Sweet potato, carrot, beetroot, parsnip, olive oil
Preparation: 20 minutes

I'm not much of a crisp person - I tend to only eat them if I've made dips and need something to scoop up the gloriousness with, and since I discovered Fudge's I've been straying from what I call "posh crisps" (Kettle chips) and been using their nummy flatbreads instead. Now that it's autumn I'm very into flame coloured foods and root vegetables in particular and these vegetable crisps just make me feel like a kid kicking through crunchy leaves in wellingtons.

1) It's entirely up to you whether you peel the vegetables or not. I'm not a big fan of carrot or parsnip peel but I love potato peel so as you can see, mine are a mixture. You do need to peel the beetroot...
To get those thin, ribbons I use the potato peeler to peel the vegetables into strips.

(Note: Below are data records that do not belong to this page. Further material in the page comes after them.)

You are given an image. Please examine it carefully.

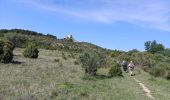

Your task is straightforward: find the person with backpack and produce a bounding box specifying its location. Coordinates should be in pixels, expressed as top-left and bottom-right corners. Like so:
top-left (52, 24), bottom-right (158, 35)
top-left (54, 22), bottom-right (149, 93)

top-left (121, 60), bottom-right (128, 72)
top-left (128, 61), bottom-right (135, 76)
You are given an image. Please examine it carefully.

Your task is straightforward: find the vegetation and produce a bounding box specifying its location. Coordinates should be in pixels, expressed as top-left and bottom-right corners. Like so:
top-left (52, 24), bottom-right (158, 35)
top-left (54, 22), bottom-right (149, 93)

top-left (23, 43), bottom-right (39, 58)
top-left (0, 29), bottom-right (170, 100)
top-left (0, 41), bottom-right (14, 63)
top-left (80, 53), bottom-right (99, 75)
top-left (108, 64), bottom-right (123, 77)
top-left (145, 40), bottom-right (165, 53)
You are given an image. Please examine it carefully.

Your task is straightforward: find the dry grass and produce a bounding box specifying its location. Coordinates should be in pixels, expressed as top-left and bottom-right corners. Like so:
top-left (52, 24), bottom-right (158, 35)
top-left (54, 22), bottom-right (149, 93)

top-left (0, 48), bottom-right (169, 100)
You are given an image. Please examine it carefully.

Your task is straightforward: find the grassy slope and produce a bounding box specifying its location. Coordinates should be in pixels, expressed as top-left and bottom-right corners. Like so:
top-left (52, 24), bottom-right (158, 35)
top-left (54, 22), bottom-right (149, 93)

top-left (0, 49), bottom-right (170, 100)
top-left (135, 70), bottom-right (170, 100)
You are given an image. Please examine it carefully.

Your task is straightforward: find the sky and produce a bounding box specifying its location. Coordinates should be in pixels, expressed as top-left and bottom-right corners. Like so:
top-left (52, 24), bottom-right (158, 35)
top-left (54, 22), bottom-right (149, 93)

top-left (0, 0), bottom-right (170, 51)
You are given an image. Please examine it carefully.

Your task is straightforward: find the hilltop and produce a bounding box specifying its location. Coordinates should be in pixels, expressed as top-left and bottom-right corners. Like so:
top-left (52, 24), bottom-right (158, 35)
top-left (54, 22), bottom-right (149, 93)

top-left (0, 29), bottom-right (170, 100)
top-left (0, 29), bottom-right (111, 53)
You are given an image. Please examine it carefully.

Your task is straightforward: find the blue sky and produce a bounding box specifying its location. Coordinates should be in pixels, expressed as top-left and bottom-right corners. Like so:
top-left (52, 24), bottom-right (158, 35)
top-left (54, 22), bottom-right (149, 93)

top-left (0, 0), bottom-right (170, 51)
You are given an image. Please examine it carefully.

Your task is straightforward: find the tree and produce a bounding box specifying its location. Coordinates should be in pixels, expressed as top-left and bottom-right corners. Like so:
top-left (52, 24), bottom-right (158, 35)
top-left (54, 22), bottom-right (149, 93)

top-left (23, 43), bottom-right (39, 58)
top-left (144, 40), bottom-right (165, 54)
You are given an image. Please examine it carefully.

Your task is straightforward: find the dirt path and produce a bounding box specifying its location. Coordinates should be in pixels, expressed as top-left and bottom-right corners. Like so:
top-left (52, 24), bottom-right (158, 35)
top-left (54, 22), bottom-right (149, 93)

top-left (133, 78), bottom-right (156, 100)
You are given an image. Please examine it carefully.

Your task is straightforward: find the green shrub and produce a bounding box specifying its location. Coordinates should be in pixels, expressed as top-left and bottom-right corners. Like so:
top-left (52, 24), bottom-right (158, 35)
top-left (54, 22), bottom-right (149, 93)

top-left (0, 41), bottom-right (14, 63)
top-left (54, 59), bottom-right (60, 62)
top-left (23, 43), bottom-right (39, 58)
top-left (108, 64), bottom-right (122, 77)
top-left (149, 63), bottom-right (170, 80)
top-left (80, 53), bottom-right (99, 75)
top-left (74, 60), bottom-right (79, 65)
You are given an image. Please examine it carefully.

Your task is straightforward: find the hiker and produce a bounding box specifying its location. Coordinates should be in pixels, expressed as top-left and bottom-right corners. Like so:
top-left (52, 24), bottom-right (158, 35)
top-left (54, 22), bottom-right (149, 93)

top-left (128, 61), bottom-right (135, 76)
top-left (121, 60), bottom-right (128, 72)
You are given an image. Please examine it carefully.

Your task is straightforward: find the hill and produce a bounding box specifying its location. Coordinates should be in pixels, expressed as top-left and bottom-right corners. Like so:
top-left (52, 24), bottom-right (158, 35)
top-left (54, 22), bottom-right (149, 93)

top-left (0, 29), bottom-right (111, 53)
top-left (0, 29), bottom-right (170, 100)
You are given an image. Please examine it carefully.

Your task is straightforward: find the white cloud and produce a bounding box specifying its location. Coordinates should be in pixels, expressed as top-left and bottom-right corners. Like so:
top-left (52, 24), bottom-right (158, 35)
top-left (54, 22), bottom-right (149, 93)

top-left (16, 0), bottom-right (170, 31)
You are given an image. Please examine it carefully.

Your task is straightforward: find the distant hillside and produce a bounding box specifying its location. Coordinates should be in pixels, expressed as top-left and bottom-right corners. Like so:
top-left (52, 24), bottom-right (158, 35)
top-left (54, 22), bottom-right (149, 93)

top-left (0, 29), bottom-right (111, 53)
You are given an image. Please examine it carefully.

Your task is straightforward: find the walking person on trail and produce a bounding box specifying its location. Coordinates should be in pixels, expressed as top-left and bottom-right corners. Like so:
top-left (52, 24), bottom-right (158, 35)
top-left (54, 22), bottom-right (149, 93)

top-left (121, 60), bottom-right (128, 72)
top-left (128, 61), bottom-right (135, 76)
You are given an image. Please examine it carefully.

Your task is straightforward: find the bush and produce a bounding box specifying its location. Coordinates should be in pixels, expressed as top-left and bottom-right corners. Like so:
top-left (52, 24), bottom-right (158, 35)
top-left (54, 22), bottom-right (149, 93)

top-left (149, 63), bottom-right (170, 80)
top-left (80, 53), bottom-right (99, 75)
top-left (23, 43), bottom-right (39, 58)
top-left (0, 41), bottom-right (14, 63)
top-left (62, 52), bottom-right (67, 60)
top-left (108, 64), bottom-right (122, 77)
top-left (54, 59), bottom-right (60, 62)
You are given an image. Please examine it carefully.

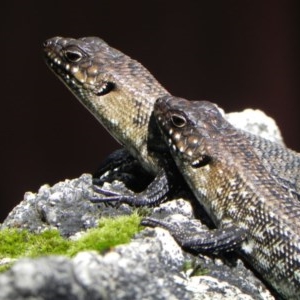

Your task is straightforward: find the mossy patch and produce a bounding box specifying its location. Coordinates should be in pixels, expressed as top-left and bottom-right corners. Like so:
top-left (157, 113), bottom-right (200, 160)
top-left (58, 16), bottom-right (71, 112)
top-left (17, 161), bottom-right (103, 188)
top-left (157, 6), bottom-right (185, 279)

top-left (0, 213), bottom-right (141, 270)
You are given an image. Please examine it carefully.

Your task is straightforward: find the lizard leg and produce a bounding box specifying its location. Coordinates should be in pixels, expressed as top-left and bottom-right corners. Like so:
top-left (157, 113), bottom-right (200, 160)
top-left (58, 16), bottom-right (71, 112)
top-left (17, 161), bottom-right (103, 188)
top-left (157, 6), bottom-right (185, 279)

top-left (141, 218), bottom-right (247, 254)
top-left (93, 148), bottom-right (154, 192)
top-left (90, 169), bottom-right (172, 206)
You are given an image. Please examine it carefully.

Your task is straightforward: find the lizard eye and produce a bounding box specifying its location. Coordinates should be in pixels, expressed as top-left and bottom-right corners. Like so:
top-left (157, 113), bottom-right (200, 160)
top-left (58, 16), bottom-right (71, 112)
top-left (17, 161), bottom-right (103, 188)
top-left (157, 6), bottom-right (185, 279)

top-left (171, 114), bottom-right (186, 128)
top-left (64, 49), bottom-right (83, 62)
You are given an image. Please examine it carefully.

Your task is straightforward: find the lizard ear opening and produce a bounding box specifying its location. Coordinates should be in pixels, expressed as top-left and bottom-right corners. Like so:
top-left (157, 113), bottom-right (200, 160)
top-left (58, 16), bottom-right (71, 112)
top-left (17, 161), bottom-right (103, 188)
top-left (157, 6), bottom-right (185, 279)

top-left (171, 114), bottom-right (186, 128)
top-left (64, 49), bottom-right (83, 63)
top-left (95, 82), bottom-right (115, 96)
top-left (191, 155), bottom-right (212, 169)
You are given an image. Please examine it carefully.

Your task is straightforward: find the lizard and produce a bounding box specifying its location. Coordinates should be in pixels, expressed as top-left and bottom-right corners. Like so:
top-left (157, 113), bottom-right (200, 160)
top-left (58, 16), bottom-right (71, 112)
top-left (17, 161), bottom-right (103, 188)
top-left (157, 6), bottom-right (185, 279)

top-left (142, 96), bottom-right (300, 299)
top-left (43, 37), bottom-right (178, 206)
top-left (44, 37), bottom-right (293, 206)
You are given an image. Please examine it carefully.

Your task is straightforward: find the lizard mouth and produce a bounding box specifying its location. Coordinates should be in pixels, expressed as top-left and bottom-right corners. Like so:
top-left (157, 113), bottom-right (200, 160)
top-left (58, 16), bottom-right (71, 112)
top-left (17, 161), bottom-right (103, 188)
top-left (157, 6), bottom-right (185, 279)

top-left (45, 50), bottom-right (115, 96)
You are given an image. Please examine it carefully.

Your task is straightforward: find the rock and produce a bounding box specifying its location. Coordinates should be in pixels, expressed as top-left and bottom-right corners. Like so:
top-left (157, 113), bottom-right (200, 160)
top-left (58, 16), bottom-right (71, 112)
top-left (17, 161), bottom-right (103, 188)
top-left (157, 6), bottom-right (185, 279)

top-left (0, 110), bottom-right (281, 300)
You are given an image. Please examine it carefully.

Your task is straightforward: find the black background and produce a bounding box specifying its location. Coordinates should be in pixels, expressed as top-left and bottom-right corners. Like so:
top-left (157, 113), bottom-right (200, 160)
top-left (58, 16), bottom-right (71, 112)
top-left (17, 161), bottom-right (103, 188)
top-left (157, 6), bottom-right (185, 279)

top-left (0, 0), bottom-right (300, 221)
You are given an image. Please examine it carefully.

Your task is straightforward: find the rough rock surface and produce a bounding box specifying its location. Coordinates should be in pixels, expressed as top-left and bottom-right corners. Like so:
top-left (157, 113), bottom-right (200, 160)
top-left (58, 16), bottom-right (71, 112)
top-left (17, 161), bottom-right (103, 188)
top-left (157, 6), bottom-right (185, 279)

top-left (0, 110), bottom-right (281, 300)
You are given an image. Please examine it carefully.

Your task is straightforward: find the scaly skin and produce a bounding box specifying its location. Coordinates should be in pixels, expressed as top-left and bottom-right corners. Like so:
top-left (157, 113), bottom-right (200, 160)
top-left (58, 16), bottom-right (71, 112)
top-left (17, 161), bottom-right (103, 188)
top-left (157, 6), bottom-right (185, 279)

top-left (152, 96), bottom-right (300, 299)
top-left (44, 37), bottom-right (168, 175)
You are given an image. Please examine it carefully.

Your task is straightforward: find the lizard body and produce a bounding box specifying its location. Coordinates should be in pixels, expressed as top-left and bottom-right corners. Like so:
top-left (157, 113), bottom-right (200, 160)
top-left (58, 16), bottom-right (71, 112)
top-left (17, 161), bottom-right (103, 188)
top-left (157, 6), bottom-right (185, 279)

top-left (44, 37), bottom-right (299, 206)
top-left (44, 37), bottom-right (299, 296)
top-left (149, 96), bottom-right (300, 299)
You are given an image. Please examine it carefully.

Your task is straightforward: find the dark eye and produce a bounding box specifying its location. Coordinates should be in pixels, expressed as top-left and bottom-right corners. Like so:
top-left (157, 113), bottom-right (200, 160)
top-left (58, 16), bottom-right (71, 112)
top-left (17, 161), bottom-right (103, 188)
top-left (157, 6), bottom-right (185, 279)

top-left (65, 49), bottom-right (82, 62)
top-left (171, 115), bottom-right (186, 128)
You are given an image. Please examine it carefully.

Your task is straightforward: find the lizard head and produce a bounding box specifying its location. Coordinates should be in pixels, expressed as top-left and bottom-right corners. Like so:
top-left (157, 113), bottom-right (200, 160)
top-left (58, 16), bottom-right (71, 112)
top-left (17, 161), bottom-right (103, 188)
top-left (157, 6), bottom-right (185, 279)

top-left (154, 96), bottom-right (229, 168)
top-left (44, 37), bottom-right (167, 168)
top-left (44, 37), bottom-right (122, 101)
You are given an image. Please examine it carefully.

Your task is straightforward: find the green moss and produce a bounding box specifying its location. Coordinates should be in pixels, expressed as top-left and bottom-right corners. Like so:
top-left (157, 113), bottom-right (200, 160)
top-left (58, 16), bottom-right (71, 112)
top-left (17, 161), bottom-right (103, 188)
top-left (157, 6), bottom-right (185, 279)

top-left (182, 260), bottom-right (209, 277)
top-left (0, 213), bottom-right (140, 268)
top-left (68, 213), bottom-right (141, 256)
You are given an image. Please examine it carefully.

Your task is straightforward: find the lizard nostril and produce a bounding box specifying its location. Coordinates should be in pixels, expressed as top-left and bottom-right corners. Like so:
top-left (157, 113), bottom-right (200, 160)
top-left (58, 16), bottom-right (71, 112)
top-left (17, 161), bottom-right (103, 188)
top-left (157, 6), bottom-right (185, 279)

top-left (43, 40), bottom-right (51, 48)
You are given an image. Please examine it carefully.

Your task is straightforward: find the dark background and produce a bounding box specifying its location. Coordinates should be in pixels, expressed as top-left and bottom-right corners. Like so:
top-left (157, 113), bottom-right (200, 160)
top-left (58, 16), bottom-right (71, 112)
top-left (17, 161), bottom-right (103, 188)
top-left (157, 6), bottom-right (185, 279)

top-left (0, 0), bottom-right (300, 221)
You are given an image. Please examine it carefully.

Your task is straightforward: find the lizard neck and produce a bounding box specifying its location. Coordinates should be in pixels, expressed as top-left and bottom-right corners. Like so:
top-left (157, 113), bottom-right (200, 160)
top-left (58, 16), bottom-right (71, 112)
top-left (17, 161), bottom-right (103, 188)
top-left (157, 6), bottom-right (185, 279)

top-left (76, 87), bottom-right (167, 174)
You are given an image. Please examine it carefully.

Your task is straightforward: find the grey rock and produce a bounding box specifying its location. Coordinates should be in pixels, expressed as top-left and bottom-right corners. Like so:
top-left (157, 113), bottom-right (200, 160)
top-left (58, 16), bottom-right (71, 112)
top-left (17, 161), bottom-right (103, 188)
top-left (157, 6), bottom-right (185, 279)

top-left (0, 110), bottom-right (282, 300)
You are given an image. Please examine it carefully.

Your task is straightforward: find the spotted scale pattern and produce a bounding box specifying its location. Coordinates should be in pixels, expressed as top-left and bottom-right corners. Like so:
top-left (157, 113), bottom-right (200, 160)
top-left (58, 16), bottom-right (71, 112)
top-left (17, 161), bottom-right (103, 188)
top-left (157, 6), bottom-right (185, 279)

You could use a mandolin slicer if you wish but for best effect - go for the peeler.

2) Pat the vegetables dry with some kitchen roll, tedious I know but it really does make all the difference.

3) Either brush the strips with olive oil or pour a little in a bowl and toss them until coated and arrange them on a baking tray.

4) Bake in the oven for 5 - 10 minutes at 200 degrees. Carrot and beetroot will only need 5 minutes but the potatoes and parsnips will need 10.

5) Serve! These are fabulous as croutons in soup or to scoop up some dip. Some suggestions are: cheese & chive, Wensleydale & cranberry, Basil dip, roast pepper & goats cheese, spinach dip, rose tzatziki, avocado tzatziki, aioli, baked camembert, basil hummus and hummus.